When these researchers went to responsibly report their findings to chip makers like Intel, they were surprised to learn that others had preceded them. It looks like industry developers from Intel, Amazon, and Google were also aware of the issue in October, as their contributions to the popular Linux kernel mailing list suggested they were already interested in the KAISER patch.

On the one hand, this is a story about what is possible when bright and public-minded security researchers are free to tinker with systems and responsibly report the vulnerabilities they find. But on the other hand, it raises uncomfortable questions about the extent of such deeply-threatening vulnerabilities and whether other, less public-minded parties may have been exploiting them all along.

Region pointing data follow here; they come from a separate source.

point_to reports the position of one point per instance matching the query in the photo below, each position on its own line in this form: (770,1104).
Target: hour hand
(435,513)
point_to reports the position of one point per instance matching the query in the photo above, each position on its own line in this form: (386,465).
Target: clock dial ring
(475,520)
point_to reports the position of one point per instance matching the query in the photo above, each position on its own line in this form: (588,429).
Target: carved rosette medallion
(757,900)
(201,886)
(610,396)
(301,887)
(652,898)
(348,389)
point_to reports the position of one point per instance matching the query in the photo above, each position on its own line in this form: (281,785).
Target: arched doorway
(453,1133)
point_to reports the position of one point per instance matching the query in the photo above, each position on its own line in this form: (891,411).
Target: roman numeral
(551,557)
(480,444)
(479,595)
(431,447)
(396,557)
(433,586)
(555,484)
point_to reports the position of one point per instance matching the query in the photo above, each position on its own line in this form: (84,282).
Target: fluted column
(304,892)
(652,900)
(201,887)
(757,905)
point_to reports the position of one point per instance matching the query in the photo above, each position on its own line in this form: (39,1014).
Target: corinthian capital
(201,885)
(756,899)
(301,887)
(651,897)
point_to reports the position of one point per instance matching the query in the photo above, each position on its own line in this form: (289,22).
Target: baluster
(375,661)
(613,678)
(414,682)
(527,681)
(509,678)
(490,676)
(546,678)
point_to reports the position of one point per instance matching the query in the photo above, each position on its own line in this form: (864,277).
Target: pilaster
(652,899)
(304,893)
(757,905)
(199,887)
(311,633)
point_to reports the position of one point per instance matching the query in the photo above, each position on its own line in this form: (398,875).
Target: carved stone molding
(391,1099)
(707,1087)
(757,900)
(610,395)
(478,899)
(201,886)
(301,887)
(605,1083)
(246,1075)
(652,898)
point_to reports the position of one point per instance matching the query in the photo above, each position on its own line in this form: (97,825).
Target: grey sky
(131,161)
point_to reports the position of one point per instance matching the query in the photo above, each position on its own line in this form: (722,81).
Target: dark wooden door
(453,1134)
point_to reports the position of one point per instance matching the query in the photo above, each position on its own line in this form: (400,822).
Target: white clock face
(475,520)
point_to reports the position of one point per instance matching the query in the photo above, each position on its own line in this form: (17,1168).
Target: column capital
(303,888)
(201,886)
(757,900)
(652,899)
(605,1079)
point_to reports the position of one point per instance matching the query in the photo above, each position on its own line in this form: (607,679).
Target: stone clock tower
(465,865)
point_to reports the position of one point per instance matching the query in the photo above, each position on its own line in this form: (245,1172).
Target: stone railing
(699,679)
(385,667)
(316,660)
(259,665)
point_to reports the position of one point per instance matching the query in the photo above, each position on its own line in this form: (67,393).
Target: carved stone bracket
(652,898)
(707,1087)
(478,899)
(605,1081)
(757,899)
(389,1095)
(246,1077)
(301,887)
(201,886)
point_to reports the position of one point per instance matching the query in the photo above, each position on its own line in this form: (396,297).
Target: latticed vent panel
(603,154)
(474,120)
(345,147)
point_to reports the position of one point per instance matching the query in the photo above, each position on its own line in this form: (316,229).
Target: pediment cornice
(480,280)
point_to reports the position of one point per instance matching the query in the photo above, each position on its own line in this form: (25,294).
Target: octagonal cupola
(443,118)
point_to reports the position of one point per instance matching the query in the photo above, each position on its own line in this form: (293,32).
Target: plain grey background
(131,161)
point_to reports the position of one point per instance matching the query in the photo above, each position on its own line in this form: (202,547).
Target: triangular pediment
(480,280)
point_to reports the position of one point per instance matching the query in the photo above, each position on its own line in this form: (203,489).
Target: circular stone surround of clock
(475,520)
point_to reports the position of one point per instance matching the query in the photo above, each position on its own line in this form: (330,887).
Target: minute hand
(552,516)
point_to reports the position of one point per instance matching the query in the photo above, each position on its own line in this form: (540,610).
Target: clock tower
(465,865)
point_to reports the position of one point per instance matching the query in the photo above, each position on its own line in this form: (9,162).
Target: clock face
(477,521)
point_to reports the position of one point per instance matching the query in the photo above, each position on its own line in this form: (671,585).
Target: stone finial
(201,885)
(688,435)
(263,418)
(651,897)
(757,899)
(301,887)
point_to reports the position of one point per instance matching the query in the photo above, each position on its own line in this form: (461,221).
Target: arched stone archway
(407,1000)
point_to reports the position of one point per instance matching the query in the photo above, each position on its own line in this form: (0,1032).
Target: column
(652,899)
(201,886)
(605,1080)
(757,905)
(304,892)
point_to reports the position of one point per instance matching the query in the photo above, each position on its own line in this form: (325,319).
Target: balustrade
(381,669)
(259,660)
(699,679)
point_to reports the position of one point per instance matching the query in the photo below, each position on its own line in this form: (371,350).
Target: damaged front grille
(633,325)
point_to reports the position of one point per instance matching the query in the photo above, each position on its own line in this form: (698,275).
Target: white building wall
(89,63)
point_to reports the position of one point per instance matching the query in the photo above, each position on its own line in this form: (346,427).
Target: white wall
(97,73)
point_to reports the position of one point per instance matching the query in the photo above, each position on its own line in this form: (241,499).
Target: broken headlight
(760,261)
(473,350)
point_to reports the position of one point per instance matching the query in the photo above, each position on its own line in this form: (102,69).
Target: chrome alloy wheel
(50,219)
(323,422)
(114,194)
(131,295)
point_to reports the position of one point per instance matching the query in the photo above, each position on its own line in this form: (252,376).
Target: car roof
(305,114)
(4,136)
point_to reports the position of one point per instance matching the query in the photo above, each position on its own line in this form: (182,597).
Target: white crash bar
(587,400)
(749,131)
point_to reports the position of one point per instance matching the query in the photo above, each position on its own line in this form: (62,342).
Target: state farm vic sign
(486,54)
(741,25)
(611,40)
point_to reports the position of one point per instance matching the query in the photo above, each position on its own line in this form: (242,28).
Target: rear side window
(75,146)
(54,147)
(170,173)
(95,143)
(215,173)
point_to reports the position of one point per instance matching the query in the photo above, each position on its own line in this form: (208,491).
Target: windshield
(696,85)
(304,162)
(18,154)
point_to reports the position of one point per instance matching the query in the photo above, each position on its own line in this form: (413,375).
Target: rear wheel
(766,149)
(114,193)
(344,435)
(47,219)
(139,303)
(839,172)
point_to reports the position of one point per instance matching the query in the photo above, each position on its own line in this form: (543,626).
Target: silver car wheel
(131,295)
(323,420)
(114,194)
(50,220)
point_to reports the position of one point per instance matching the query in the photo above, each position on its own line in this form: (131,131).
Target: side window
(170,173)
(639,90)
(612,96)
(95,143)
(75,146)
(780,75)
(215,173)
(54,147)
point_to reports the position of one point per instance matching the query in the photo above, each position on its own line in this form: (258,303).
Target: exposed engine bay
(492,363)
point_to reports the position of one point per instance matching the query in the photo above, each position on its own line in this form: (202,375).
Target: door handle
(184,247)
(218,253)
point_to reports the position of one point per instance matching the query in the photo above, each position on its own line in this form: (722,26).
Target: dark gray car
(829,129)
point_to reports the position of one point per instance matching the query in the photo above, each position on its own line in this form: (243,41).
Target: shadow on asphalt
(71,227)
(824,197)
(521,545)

The researchers surveyed in Greenberg's articles relate their creepy feelings that they were surely not the first to discover these bugs. Many of them are quite certain that intelligence agencies were aware of the flaws, and perhaps even exploited them for years. For what it's worth, the National Security Agency denies that they even knew about the flaws, let alone abused them. Yet many Americans will surely find this hard to believe.

Regardless of whether or not intelligence agencies exploited these particular bugs, the fact of the matter is that they have stockpiled and deployed a trove of zero-day vulnerabilities for years in the service of surveillance missions. As the recent Shadow Brokers saga illustrates, these "assets" can shortly turn to dangerous liabilities should they be released into the wild. This kind of short-sighted bug hiding ultimately makes everyone less safe online, and can ironically even undermine the intelligence goals for which they were initially employed.

The bottom line is that security is hard. We need to both actively manage our own data sharing and promote a policy environment which protects and encourages responsible vulnerability disclosure. We can't afford to wait for the next security catastrophe before we start taking these necessary steps.